I know too that I shall never know God if I do not wrestle with and against evil even at the cost of life itself. I am fortified in the belief by my own humble and limited experience. The purer I try to become, the nearer I feel to be to God. How much more should I be, when my faith is not a mere apology as it is today but has become as immovable as the Himalayas and as white and bright as the snows on their peaks? Meanwhile I invite the correspondent to pray with Newman who sang from experience

Lead, kindly Light, amid the encircling gloom,
Lead Thou me on;
The night is dark and I am far from home,
Lead Thou me on;
Keep Thou my feet, I do not ask to see
The distant scene; one step enough for me.

Young India,
11-10-'28. pp. 340-41

Rationalists are admirable beings, rationalism is a hideous monster when it claims for itself omnipotence. Attribution of omnipotence to reason is as bad a piece of idolatry as is worship of stock and stone believing it to be God.

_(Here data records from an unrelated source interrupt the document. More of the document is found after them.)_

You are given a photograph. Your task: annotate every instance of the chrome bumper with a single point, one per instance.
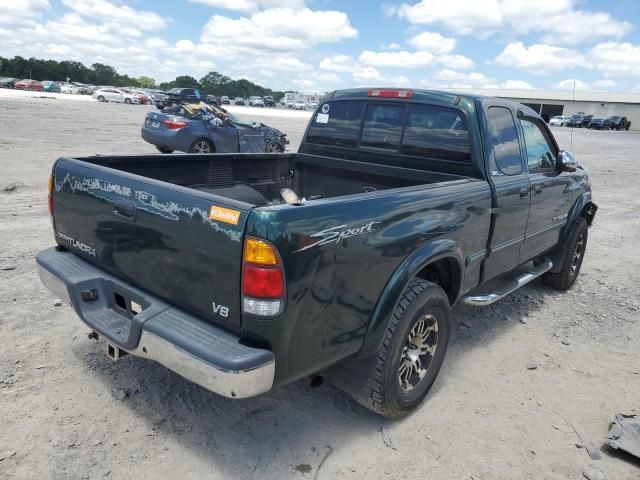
(243, 382)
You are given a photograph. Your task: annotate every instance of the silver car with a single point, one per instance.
(115, 95)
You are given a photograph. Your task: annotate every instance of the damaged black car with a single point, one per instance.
(201, 128)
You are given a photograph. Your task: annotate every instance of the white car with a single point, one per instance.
(256, 101)
(68, 88)
(115, 95)
(559, 121)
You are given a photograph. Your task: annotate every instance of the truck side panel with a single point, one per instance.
(339, 255)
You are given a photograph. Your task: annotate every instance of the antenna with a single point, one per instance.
(573, 106)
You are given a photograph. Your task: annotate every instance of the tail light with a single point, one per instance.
(50, 196)
(174, 124)
(262, 279)
(391, 93)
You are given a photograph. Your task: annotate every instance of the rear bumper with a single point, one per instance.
(199, 351)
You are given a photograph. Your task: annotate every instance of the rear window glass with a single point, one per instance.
(336, 123)
(382, 126)
(437, 132)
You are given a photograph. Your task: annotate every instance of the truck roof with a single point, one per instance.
(426, 95)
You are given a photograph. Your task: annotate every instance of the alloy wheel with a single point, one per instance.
(418, 352)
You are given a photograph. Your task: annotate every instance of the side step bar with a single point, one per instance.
(504, 290)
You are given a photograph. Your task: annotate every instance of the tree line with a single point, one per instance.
(213, 83)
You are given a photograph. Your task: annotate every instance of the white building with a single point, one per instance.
(550, 102)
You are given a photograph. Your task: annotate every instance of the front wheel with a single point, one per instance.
(576, 246)
(202, 145)
(412, 351)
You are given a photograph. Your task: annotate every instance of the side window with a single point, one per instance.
(336, 123)
(540, 152)
(506, 148)
(382, 126)
(437, 132)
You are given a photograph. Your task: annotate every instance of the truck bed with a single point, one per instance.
(256, 179)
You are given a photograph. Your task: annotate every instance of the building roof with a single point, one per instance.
(558, 95)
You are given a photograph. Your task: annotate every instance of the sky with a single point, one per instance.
(315, 46)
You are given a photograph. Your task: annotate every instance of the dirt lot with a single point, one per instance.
(487, 417)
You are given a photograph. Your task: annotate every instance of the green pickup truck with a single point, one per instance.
(243, 272)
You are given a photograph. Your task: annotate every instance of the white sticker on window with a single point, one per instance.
(322, 118)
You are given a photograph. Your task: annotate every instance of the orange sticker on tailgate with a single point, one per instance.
(225, 215)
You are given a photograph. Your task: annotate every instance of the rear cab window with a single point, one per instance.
(410, 129)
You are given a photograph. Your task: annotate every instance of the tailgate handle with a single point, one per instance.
(124, 209)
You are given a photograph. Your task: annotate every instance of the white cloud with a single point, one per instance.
(616, 59)
(433, 42)
(401, 59)
(117, 14)
(15, 12)
(251, 5)
(455, 61)
(581, 27)
(569, 84)
(392, 46)
(278, 29)
(516, 85)
(338, 63)
(447, 75)
(540, 59)
(559, 19)
(460, 16)
(368, 75)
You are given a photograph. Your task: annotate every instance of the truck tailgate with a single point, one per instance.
(155, 235)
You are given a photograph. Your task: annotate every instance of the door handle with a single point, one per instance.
(124, 209)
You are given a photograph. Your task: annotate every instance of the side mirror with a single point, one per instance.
(565, 162)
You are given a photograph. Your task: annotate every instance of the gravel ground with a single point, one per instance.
(67, 411)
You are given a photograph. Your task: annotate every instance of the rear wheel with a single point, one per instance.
(576, 246)
(202, 145)
(412, 351)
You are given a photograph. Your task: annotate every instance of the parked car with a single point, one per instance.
(619, 123)
(579, 120)
(559, 120)
(194, 129)
(210, 100)
(115, 95)
(256, 101)
(343, 260)
(69, 88)
(269, 101)
(7, 82)
(599, 124)
(27, 84)
(177, 96)
(50, 86)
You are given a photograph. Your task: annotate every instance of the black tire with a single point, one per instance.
(384, 392)
(576, 246)
(201, 146)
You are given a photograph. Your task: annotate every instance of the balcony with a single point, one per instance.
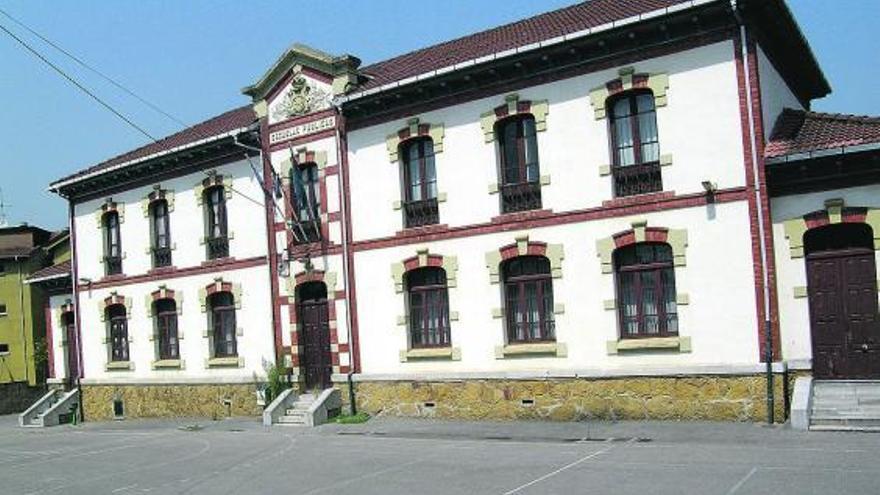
(161, 257)
(218, 247)
(632, 180)
(113, 265)
(421, 213)
(523, 196)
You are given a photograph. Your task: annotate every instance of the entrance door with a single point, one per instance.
(72, 355)
(315, 331)
(842, 289)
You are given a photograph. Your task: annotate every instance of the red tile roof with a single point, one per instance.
(225, 122)
(798, 131)
(54, 271)
(584, 15)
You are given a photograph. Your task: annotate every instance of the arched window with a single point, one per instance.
(520, 171)
(161, 233)
(646, 290)
(306, 194)
(635, 144)
(217, 231)
(223, 325)
(112, 243)
(166, 328)
(428, 307)
(118, 321)
(420, 179)
(528, 295)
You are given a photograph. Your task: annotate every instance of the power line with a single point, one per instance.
(94, 70)
(75, 82)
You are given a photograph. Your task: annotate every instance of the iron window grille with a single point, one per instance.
(646, 291)
(528, 292)
(420, 176)
(112, 244)
(223, 316)
(635, 144)
(428, 308)
(118, 321)
(166, 326)
(520, 170)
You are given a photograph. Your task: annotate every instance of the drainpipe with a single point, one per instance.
(346, 250)
(762, 243)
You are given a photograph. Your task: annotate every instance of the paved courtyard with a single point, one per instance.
(428, 457)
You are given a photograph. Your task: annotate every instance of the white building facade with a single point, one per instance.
(562, 224)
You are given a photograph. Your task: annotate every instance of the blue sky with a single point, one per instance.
(192, 58)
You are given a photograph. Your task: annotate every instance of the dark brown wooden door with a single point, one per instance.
(315, 328)
(842, 288)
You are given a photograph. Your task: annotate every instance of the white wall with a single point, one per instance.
(794, 313)
(720, 318)
(700, 127)
(775, 93)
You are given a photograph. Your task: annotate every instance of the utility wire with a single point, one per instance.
(94, 70)
(76, 83)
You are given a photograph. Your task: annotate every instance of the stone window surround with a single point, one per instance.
(112, 300)
(106, 207)
(214, 179)
(422, 259)
(524, 247)
(330, 281)
(629, 79)
(163, 292)
(513, 106)
(157, 194)
(835, 212)
(220, 285)
(639, 232)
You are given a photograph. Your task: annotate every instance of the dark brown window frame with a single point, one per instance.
(223, 325)
(640, 177)
(167, 329)
(434, 300)
(217, 228)
(117, 321)
(310, 226)
(161, 235)
(638, 271)
(426, 209)
(522, 194)
(521, 332)
(112, 250)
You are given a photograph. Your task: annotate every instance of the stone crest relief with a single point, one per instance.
(302, 98)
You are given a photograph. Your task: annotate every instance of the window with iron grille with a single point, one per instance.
(117, 319)
(161, 233)
(420, 178)
(646, 291)
(635, 144)
(217, 238)
(428, 307)
(166, 328)
(223, 325)
(528, 294)
(112, 244)
(520, 172)
(306, 192)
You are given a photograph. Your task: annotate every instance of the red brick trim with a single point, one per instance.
(503, 223)
(222, 266)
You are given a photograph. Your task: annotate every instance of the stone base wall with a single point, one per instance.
(170, 401)
(722, 398)
(18, 396)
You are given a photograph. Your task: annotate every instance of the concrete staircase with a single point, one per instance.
(845, 405)
(298, 412)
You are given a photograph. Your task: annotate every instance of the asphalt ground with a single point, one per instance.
(387, 456)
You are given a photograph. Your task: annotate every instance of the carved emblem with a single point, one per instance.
(303, 97)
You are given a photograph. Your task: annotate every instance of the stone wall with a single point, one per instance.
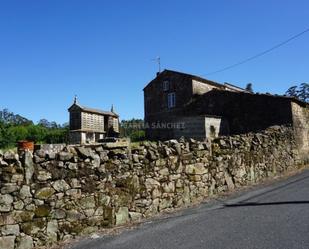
(51, 196)
(301, 127)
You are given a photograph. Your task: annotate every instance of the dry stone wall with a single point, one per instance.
(48, 196)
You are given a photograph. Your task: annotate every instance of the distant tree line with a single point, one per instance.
(14, 128)
(300, 92)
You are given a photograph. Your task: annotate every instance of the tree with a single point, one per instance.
(300, 92)
(304, 92)
(249, 87)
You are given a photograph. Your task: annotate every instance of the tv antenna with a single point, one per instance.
(158, 60)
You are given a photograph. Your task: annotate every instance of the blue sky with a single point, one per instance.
(51, 50)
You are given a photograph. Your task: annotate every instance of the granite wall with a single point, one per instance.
(49, 196)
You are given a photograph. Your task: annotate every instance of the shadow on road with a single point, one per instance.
(248, 204)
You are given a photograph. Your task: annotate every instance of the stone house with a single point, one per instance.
(178, 104)
(167, 97)
(88, 125)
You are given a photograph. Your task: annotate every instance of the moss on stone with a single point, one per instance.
(44, 193)
(42, 211)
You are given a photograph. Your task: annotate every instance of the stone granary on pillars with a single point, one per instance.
(89, 125)
(179, 104)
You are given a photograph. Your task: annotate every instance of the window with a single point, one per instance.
(171, 100)
(165, 85)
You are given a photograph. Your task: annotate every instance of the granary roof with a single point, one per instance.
(93, 110)
(197, 78)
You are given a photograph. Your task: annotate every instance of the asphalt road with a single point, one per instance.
(276, 216)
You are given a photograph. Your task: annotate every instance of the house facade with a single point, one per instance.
(166, 99)
(178, 104)
(88, 125)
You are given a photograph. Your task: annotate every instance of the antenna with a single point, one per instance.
(158, 60)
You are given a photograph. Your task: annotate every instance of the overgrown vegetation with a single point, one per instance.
(14, 128)
(133, 128)
(300, 92)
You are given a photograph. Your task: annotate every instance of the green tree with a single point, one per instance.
(300, 92)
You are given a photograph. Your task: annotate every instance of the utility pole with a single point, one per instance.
(158, 60)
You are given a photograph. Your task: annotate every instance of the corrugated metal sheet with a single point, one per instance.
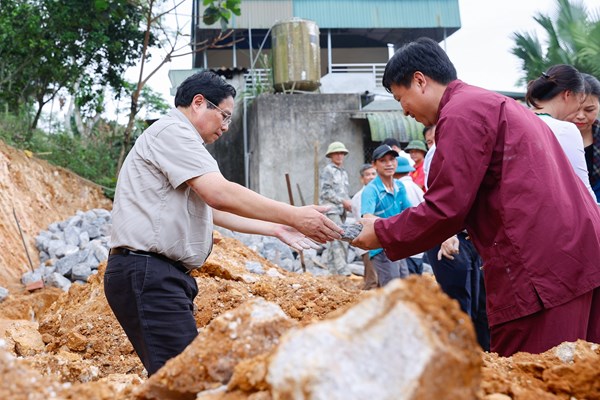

I plead not for the suppression of reason, but for a due recognition of that in us which sanctifies reason.

Young India,
14-10-'26, p. 359

It is easy enough to say, 'I do not believe in God.' For God permits all things to be said of Him with impunity. He looks at our acts. And any breach of His Law carries with it, not its vindictive, but its purifying, compelling punishment.